Paolo Condò lascia Repubblica e approda al Corriere della Sera
Cambio di casacca per uno dei giornalisti sportivi più noti in Italia: Paolo Condò lascia Repubblica per unirsi alla squadra del Corriere della Sera. Il passaggio è stato ufficializzato oggi attraverso un articolo pubblicato dal quotidiano del gruppo RCS, che ha accolto con entusiasmo la sua nuova firma.
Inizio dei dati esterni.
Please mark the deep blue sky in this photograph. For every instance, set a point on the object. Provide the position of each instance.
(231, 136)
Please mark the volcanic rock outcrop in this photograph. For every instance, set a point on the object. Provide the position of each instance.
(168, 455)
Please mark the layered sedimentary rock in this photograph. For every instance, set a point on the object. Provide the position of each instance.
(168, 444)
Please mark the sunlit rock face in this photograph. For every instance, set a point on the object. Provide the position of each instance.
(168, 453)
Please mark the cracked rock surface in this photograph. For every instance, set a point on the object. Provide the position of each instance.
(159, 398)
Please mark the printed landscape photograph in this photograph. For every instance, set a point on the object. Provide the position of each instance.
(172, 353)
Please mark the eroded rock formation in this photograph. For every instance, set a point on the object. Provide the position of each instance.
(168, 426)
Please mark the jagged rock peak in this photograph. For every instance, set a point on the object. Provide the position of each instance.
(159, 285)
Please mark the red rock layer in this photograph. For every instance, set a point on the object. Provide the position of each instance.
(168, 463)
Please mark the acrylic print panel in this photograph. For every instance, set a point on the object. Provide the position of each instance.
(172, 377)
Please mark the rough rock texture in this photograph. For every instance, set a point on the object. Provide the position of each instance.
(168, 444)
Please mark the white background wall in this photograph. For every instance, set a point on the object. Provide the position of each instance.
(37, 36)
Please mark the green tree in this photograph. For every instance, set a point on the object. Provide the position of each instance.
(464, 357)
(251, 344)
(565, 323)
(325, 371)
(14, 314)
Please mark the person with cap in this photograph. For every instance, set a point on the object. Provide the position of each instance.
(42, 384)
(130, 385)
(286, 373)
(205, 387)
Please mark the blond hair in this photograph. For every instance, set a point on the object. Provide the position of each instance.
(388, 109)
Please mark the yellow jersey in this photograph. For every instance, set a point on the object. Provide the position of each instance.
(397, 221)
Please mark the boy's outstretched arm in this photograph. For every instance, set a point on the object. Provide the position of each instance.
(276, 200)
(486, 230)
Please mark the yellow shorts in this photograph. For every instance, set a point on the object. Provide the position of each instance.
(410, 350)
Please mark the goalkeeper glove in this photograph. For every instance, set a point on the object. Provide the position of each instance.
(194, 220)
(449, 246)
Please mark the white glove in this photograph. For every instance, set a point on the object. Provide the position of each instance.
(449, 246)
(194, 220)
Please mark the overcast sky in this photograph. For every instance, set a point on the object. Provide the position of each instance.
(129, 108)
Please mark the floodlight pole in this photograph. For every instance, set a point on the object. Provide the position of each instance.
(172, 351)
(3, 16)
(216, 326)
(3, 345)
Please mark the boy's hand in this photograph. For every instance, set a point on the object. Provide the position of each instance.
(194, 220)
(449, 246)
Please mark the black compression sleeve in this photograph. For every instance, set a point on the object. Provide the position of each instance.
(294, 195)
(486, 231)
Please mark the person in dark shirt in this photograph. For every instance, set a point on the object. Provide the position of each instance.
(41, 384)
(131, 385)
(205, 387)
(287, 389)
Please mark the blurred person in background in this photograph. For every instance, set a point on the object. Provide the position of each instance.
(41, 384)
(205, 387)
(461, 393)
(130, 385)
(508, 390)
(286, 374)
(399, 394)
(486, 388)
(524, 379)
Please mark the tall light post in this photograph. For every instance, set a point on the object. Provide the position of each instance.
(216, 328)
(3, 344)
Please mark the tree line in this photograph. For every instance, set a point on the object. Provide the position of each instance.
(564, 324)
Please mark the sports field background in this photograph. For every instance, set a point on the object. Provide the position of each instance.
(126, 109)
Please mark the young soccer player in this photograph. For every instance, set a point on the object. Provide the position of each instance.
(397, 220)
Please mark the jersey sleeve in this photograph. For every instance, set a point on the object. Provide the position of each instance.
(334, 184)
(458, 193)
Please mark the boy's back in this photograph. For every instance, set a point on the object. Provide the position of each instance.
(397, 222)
Il nuovo ruolo al Corriere della Sera
Il Corriere ha presentato Condò come un “numero 10, firma sportiva”, pronto a coprire il campo in lungo e in largo con editoriali, analisi, e video commenti. La sua attività si concentrerà sul sito e sull’edizione cartacea e digitale del giornale. Tra le novità, una rubrica quotidiana intitolata «Un centimetro alla volta», che sarà pubblicata dal lunedì al venerdì con contenuti ispirati a competenza e originalità.
Votante italiano per il Pallone d’Oro
Dal 2010, Condò è il rappresentante italiano nella giuria del prestigioso Pallone d’Oro. Si è sempre espresso a favore del ritorno, nel 2016, al format originario della votazione riservata ai giornalisti, escludendo capitani e allenatori delle Nazionali.
L’esordio al Corriere
Il debutto ufficiale di Condò con il Corriere della Sera è previsto per domani, con un primo editoriale sul sito e la partenza della sua video rubrica. Una mossa che rafforza il peso del quotidiano nel panorama sportivo nazionale e segna una nuova importante tappa nella carriera di uno dei più autorevoli narratori dello sport italiano.